Para ela, os anos seguintes escancaram um efeito colateral nefasto. “Os docentes têm notado uma mudança no comportamento pós-pandemia, devido ao excesso de tecnologia e às famílias num certo desequilíbrio. A violência entre as crianças aumentou. Separei uma briga num 2º ano [do ensino fundamental]. Uma criança jogou um balde de lixo na outra criança, e eu acabei levando uma baldada na costela que fiquei até sem ar.”

Passados cinco anos, o terremoto sanitário ainda provoca réplicas. “Aí a gente pode incluir as questões de saúde mental, o impacto da Covid longa, o aumento da demanda reprimida por serviços e o quanto que isso interfere no diagnóstico, no tratamento e no controle de doenças crônicas”, diz a infectologista e epidemiologista Luana Araújo.

Não que “estejamos preparados para uma próxima pandemia”, mas Araújo vê avanços. Aprendemos bastante, “principalmente numa sofisticação dos nossos sistemas de vigilância e na capacidade de montar uma resposta rápida à detecção de algum patógeno com potencial pandêmico”, afirma.

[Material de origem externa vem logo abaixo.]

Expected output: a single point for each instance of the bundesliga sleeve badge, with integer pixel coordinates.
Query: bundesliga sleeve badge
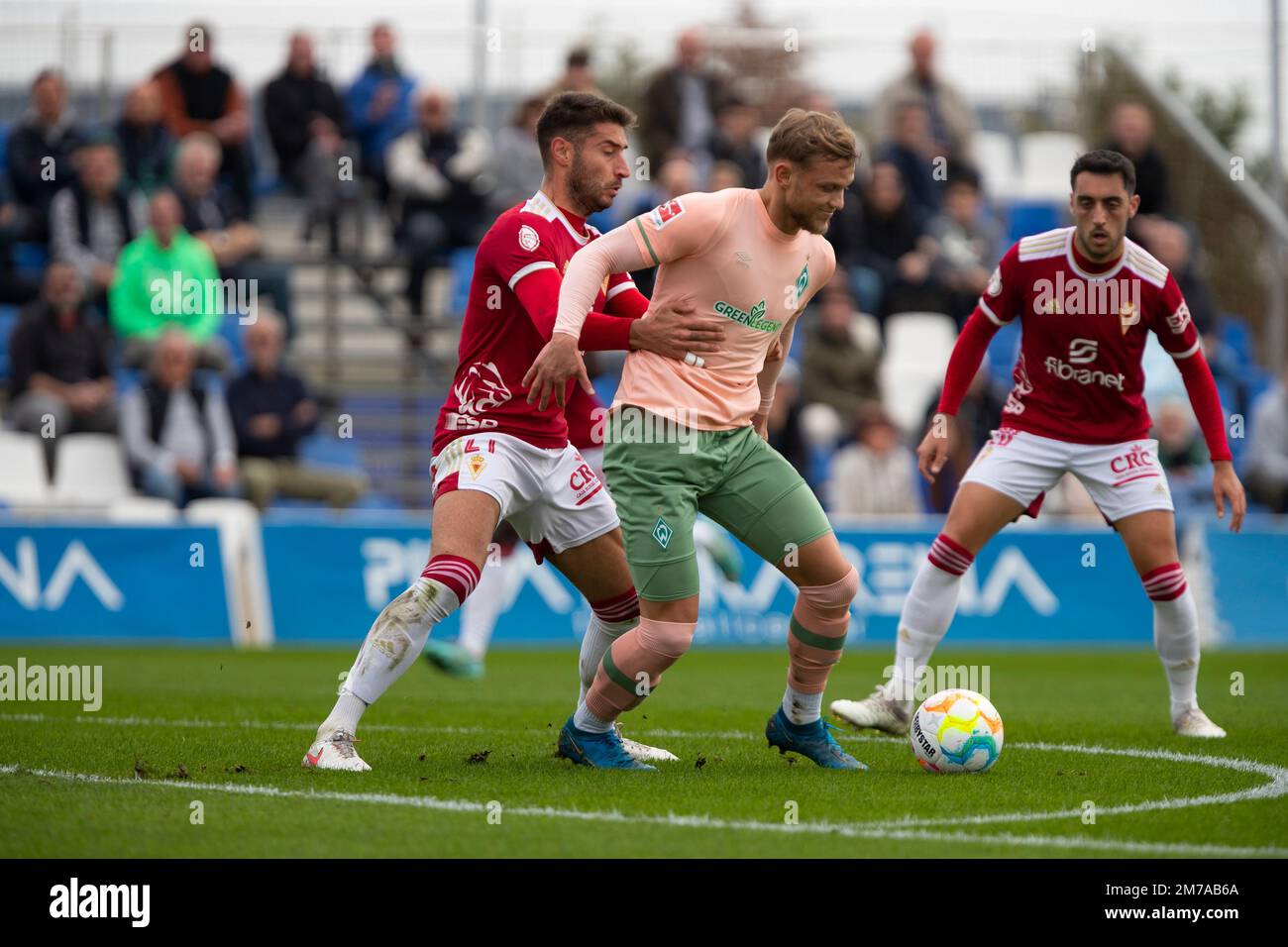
(528, 239)
(995, 282)
(666, 213)
(1128, 316)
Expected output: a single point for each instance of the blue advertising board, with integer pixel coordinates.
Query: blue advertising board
(330, 578)
(1029, 585)
(102, 581)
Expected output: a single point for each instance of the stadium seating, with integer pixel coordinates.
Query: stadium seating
(995, 158)
(90, 471)
(8, 320)
(24, 476)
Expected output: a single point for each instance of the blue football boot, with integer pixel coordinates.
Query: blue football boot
(812, 741)
(599, 750)
(452, 659)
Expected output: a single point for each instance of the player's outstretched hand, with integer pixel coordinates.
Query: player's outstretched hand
(674, 329)
(555, 364)
(932, 451)
(1225, 486)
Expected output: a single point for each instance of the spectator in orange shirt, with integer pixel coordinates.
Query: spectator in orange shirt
(198, 95)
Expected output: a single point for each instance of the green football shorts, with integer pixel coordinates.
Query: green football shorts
(662, 474)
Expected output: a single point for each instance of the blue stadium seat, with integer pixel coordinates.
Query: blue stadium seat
(30, 260)
(8, 320)
(462, 264)
(331, 451)
(231, 331)
(1031, 217)
(1235, 333)
(1003, 352)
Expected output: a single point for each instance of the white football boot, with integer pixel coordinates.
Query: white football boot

“O CDC [centros de controle e prevenção de doenças dos Estados Unidos], por exemplo, era o único lugar nas Américas que fazia o teste de Covid, e custava US$ 5.000. Hoje você vai a uma farmácia e compra um teste por R$ 25. Então, esse avanço tecnológico, essa democratização do acesso, é algo que ninguém nos tira.”

A pandemia tirou muito de muita gente, mas a vida continuou. Neste 2025, Edson vai celebrar seus cinco anos com o tema “Bluey”, o desenho sobre uma filhote de cachorro. O da Flora vai ser a “Joelsa”, e o de Malu se inspirará na animação “Lilo & Stitch”. Feliz aniversário!